11-20, 11:30–11:55 (Pacific/Auckland), WG404
Icechunk 2.0 is a transactional, cloud-native storage engine for Zarr. This talk introduces powerful new features for transactionally managing massive geospatial arrays, including efficient appends/inserts.
Icechunk is an open-source, cloud-native transactional storage engine for multi-dimensional arrays, designed to manage massive geospatial datasets. Building upon the foundational features of data versioning and schema evolution presented in its first iteration, Icechunk 2.0 introduces a more stable and performant on-disk format that unlocks powerful new capabilities for managing large-scale array data. This presentation will introduce the new features of Icechunk 2.0 and demonstrate their application to common challenges in geospatial data analysis.
Managing petabyte-scale geospatial data, such as satellite imagery time-series, gridded weather forecasts, and climate model outputs, requires tools that can handle evolving data and complex operational pipelines efficiently. Icechunk 2.0 directly addresses these needs with several key innovations:
- Efficient Array Manipulation: A new indexing capability allows for cheap appends, prepends, and inserts into an array without rewriting existing data chunks. This is transformative for managing growing time-series datasets.
- Flexible Data Organization: Users can now rename or move arrays and groups within the Zarr hierarchy without costly data duplication, simplifying the curation and organization of large data repositories.

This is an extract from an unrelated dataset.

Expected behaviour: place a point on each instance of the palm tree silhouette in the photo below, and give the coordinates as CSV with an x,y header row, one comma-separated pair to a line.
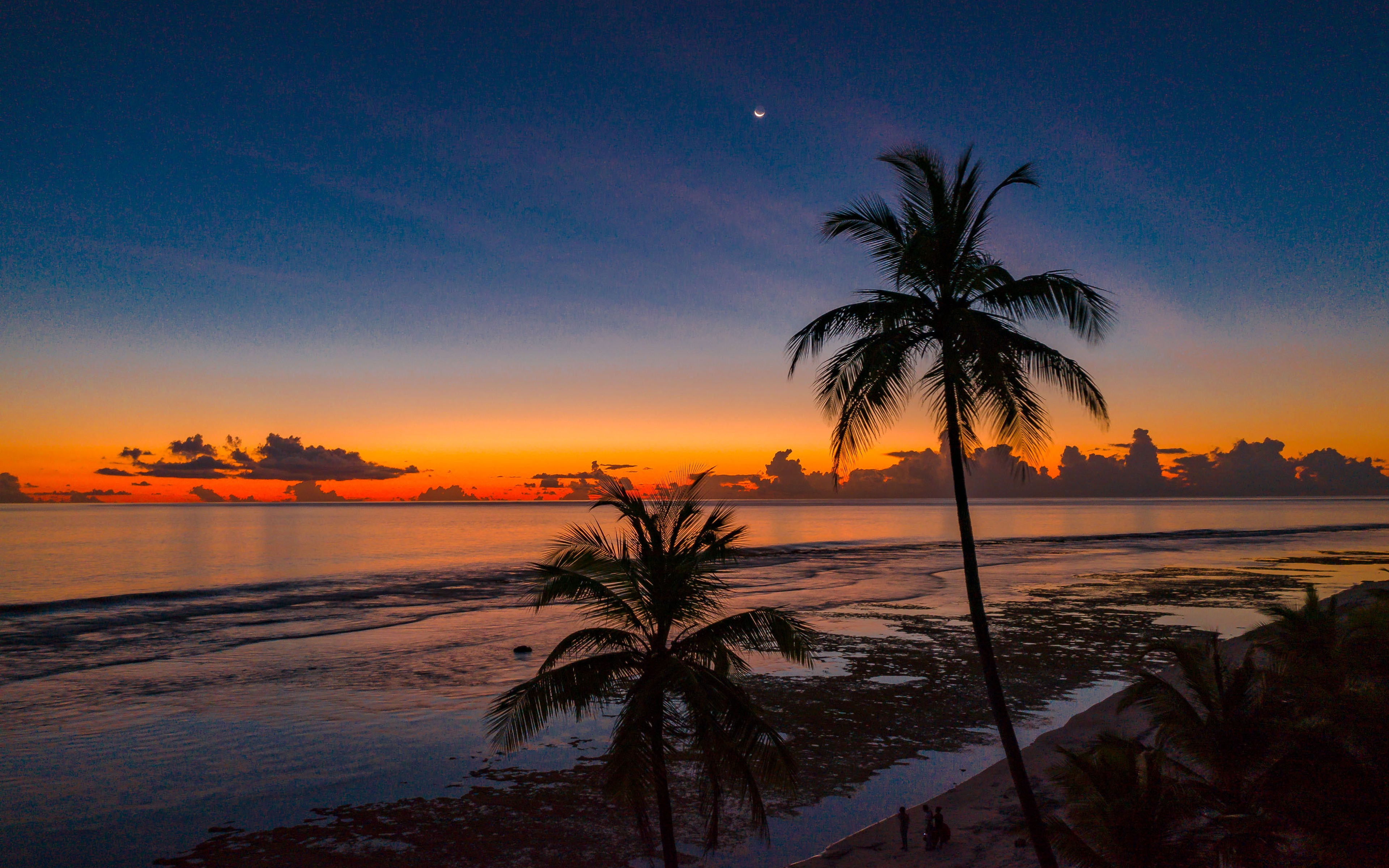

- Enhanced Data Governance: The introduction of an amendable commit option simplifies the version history, while a comprehensive operation log and support for repository-level metadata provide crucial data provenance.
- Improved Performance and Stability: The new format enables significantly faster and safer garbage collection and more efficient queries of a repository’s history.
We will demonstrate how Icechunk 2.0 integrates seamlessly into the Scientific Python ecosystem (Xarray, Dask) via its Zarr store interface and how we have built Icechunk support into the managed Earthmover platform. Through real-world examples, we will showcase how these new features can be used to build robust, high-performance data pipelines for cloud-based geospatial analytics and machine learning.
Joe is a climate scientist and civil engineer hailing from the Arizona desert. After a stint as a mountain guide on Denali, Joe launched a scientific career in hydroclimate modeling with a PhD from the University of Washington. After working as a scientist at NCAR, he co-founded CarbonPlan, an open-science climate research and policy think tank. He left CarbonPlan to start Earthmover to focus on the software and data infrastructure challenges at the core of climate science.